La voz del director |
La economía dominicana tiene que darse un baño a
pueblo. Los economistas para
sincerizarse con la realidad, tienen que dejar los salones de aire
acondicionado, y los pisos acolchados con mullidas alfombras y darse un baño de
sol.
Estar en un cuarto con luces ambientales y un ordendor al alcance de la mano, hace que los
economistas vean los problemas sociales
como simples números y fórmulas, olvidándose que se juega con el futuro de seres
humanos.
Por eso la economía dominicana debe salir de los libros
de texto, de los bancos, de los analistas, y montarse en un carro de concho o
una guagua pública.
Por lo menos hay dos países diferentes, (para el caso que
nos ocupa), visto por el tecnócrata de saco y pantalón de lino irlandés, y el
hombre que a sudor y músculo gana un salario mínimo.
Aunque usted no lo quiera, los economistas, que son una
minoría que cabe en el puño de una mano, dirigen el destino de la nación,
mientras que la gran mayoría es ese pedro pueblo, ese hijo de machepa, que no
encuentra defensor.
Hay fraccionamientos sociales, que con el tiempo se
ahondan y pueden generar un clataclismo, cuando en el balance económico no se
toma en cuenta el destino de los más necesitados.
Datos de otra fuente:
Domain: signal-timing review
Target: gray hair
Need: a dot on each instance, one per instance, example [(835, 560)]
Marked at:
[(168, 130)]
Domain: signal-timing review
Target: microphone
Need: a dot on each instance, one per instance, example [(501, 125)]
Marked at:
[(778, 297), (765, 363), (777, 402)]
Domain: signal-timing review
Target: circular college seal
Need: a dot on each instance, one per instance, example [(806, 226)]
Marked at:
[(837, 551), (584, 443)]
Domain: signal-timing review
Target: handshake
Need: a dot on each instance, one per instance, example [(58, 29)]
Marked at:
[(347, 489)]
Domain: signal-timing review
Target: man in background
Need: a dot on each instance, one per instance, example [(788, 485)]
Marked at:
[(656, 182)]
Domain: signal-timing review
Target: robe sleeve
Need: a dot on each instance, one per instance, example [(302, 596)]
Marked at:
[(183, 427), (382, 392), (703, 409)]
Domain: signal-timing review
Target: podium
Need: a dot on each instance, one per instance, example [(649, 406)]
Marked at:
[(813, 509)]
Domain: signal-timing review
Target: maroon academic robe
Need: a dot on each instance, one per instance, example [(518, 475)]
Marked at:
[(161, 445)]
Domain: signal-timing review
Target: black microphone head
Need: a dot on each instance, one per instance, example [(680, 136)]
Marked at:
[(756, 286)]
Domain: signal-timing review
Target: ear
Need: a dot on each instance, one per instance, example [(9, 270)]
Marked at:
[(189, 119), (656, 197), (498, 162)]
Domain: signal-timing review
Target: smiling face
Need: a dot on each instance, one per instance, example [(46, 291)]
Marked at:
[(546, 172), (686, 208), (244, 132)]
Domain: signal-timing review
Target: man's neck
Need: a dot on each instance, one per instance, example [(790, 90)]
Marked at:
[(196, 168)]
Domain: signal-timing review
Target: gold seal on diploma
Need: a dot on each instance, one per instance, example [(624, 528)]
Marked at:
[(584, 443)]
Es el caso de las estadísticas de las instituciones
económicas, que hablan de progreso, de desarrollo, de venta y compra de
vehículos e inmuebles, sin aplicar el bisturí en una llaga purulenta.
Cierto que hay segmentos de la población que cambian el
carro cada año, o a los más cada tres años, y que adquieren en el plano los
apartamentos de los modernos edificios y tienen seguros médicos de lujo para
atender sus enfermedades.
Pero señores, hay otra cara, hermana de esa opulencia, y
es la miseria más espantosa que padece el 70 por ciento de los dominicanos.
Una mayoria significativa
de connacionales se levanta cada día sin saber donde está su desayuno,
su comida o su cena, y sin posibilidades de recibir asistencia médica, en caso
de que se enferme o sufra un accidente.
La miseria y la riqueza son hermanas, provienen de la
misma madre, del mismo padre, de la misma alegría o de la misma desgracia.
La mala distribución de esa riqueza, la acumulación de
esos bienes sin sentido social, es lo que arrincona a millones de personas que
sienten tronchado su camino al progreso.
De ahí surgen las desigualdades sociales, las
revoluciones, los dictadores que se encaraman en la ola prometiendo mejores
condiciones de vida, o la simple represión para que todo siga igual.
Los economistas pueden un día ponerse tenis, pantalones
mecánicos, montarse en una guagua de Juan Hubieres y ver la otra cara de la
moneda de su trabajo.
Es la mejor forma de comprender porque surgen las teas
sociales y la disconformidad de millones. Por un día, dejemos el Jean Paul
Gautier y corramos el riesgo de que nos peguen grajo.